Sports federations have failed to account for KSh3.9 billion of public funds disbursed to them through the Sports, Arts and Social Development Fund, according to the most recent audited government books by Auditor General Nancy Gathungu.

The amount accounts for a staggering 36.79% of the KSh10.6 billion that was released for promotion and development of sports.

In the report covering the financial year ending 30 June 2022, Auditor General Nancy Gathungu also raises questions over irregular disbursements to the Athletics World Under-20 Championships organizing committee, amounting to KSh1.36 billion, primarily due to unjustified procurement methods.

“[…] Review of the procurement documents revealed that procurement of goods, works and services were conducted through restricted tender method. No explanation was provided to justify the choice of the restricted procurement method as required by Section 102(1) of the Public Procurement and Asset Disposal Act, 2015,” reads the report.

“In the circumstances, Management was in breach of the law.”

The Fund’s total expenditure for the year in review was KSh.14 billion, KSh.10.6 of which went into sports activities.

“In the circumstances, the regularity, accuracy and completeness of promotion and development of sports returns amounting to KSh.10,605,595,467 could not be confirmed,” concludes Gathungu in her qualified opinion.

Breach of law

Ms. Gathungu also indicts the Fund on a number of areas some of which have since been addressed, including the lack of a substantive Chief Executive Officer and irregularity in the appointment of the chairman of the board of directors. Other concerns were weak corporate governance structures and lack of internal audit systems, all of which flout the law.

At the time of audit, the board of the Fund was headed by General (Retired) Jackson Tuwei, the Athletics Kenya boss, appointed by the Head of Public Service contrary to Regulation 8(3)(4) of the Public Finance Management (Sports, Arts and Social Development Fund) Regulations, 2018, which require board members to be appointed the Cabinet Secretary, one of whom will be designated chairman by the Head of State. 

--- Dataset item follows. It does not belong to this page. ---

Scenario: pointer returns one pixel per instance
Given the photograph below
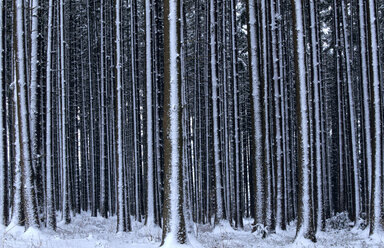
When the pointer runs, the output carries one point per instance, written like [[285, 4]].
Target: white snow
[[86, 231]]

“Further, the Oversight Board passed resolutions affecting the operations of the Fund during four (4) different Board meetings attended by three (3) Board Members contrary to Regulation 8(8) of the Public Finance Management (Sports, Arts and Social Development Fund) Regulations, 2018 which states that the quorum for the conduct of meetings of the Board shall be four members. In addition, five (5) Oversight Board minutes for the meetings held during the year were not signed.

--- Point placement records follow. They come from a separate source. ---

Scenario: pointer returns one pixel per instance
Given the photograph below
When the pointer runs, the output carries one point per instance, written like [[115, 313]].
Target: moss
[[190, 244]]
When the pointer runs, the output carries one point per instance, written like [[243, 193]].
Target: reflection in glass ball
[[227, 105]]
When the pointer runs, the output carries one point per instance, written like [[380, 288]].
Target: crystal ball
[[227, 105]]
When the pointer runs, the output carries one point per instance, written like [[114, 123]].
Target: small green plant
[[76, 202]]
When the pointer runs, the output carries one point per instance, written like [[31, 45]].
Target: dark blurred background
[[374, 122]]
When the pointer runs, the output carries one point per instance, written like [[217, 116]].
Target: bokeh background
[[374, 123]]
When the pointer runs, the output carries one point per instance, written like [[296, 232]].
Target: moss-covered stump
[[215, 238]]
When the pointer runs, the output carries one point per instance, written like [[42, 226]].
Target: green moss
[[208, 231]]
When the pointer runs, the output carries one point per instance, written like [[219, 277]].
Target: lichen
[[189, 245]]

“In the circumstances, Management was in breach of the law and the efficiency and  effectiveness of governance systems could not be confirmed.”

The Fund has since appointed a substantive CEO in Nuh Mohammed, while President William Ruto regularized General Tuwei’s position as chairman through a gazette notice effective 18 November 2022 for a period of three years. Mr Mohammed was appointed in August 2023.

Tuwei is cited for KSh. 70,000 allowances he received for chairing board meetings at a time when his appointment to the position was irregular, while the board management is indicted for a number of procedural flaws in submitting the audit returns. 

Subsequent disbursements

“Management was in breach of the law. In the circumstances, the financial statements do not comply with the financial reporting guidelines issued by the Public Sector Accounting Standards Board.”

Kenyans must question why and how, in spite of their failure to account for the billions of taxpayers money, the federations have continued to receive funding from public coffers through the Fund.

“The Fund continued to disburse money to sports organizations that had not accounted for previous moneys contrary to the provisions of Regulation 15(5) of the Public Finance Management (Sports, Arts and Social Development) Regulations, 2018 which provides that a recipient who fails to comply with Paragraph (2)(3) shall not be eligible for any subsequent disbursement until full compliance.”

There is no public information or data available to show which sports federations had received the yet-to-be-accounted for monies but a source tells Kurunzi News that football, athletics, rugby and volleyball are the greatest beneficiaries of the irregular disbursements.